Getting Friday off of school will soon become more difficult. A decision made by President Donald Gerth will end all 75-minute Monday-Wednesday class times between 9 a.m. and 2 p.m. by next fall. In their place, students taking three-unit classes at these times will be forced to take 50-minute Monday-Wednesday-Friday classes. The change, proponents say, will free lecture classrooms by 25 percent during these times. If Gerth has the right idea, he has the wrong campus.

The majority of Sacramento State students work, and many of them work full time in order to pay their way through school. In this environment, flexibility for students is paramount. With the elimination of these popular classes, some students will be forced to choose between work and school. Quick graduation will be more difficult for many students who choose the latter. When Gerth stressed the importance of graduation and retention rates in his fall address, this serious academic inconvenience to working students must have slipped his mind.

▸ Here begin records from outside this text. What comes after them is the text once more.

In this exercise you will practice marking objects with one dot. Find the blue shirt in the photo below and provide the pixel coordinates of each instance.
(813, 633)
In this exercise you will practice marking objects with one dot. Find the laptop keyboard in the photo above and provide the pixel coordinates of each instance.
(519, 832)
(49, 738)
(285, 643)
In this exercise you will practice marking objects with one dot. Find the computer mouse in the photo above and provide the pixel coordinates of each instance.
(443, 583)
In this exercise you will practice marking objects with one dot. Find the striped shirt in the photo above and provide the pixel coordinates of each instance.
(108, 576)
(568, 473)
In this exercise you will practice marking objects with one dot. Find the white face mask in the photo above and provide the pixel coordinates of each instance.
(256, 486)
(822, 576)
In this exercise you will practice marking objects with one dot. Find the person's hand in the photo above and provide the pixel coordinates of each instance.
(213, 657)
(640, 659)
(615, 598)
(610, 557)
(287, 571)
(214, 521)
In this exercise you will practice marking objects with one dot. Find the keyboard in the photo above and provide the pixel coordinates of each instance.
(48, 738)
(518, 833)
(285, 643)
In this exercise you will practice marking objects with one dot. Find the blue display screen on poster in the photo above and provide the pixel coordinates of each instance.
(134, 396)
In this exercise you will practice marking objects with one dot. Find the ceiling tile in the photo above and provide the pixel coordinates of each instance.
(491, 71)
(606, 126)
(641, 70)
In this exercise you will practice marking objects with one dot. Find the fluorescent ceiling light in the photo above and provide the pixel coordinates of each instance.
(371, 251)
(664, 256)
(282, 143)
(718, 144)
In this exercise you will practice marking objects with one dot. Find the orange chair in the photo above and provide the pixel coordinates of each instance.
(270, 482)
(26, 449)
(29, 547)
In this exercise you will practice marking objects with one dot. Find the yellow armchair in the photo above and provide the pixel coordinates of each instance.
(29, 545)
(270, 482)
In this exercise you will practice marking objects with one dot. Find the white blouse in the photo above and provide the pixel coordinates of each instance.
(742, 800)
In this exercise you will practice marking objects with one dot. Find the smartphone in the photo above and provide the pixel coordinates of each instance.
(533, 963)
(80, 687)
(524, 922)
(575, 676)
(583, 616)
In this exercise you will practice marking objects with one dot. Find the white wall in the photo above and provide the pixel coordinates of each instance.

Gerth and the exploratory committee that drafted the plan seemed to lend no consideration to its potential impact on the rest of the week?s scheduling, most notably Tuesday-Thursday classes. Potentially large numbers of students will shift their classes to this time. It is reasonable to believe that if students need a day off, they will take it, even if it means crowding classes on other days. If empty parking lots and a barren campus are any indication, Friday classes are traditionally unpopular.

Some departments have worked hard to accommodate rising numbers of students without limiting their options by vigorously promoting night and Saturday classes as well as distance education. By eliminating class times, their efforts will be in vain. A university-wide policy change will attempt to solve problems that do not exist in some departments. Decisions to eliminate class times should be at the discretion of department chairs, not the administration.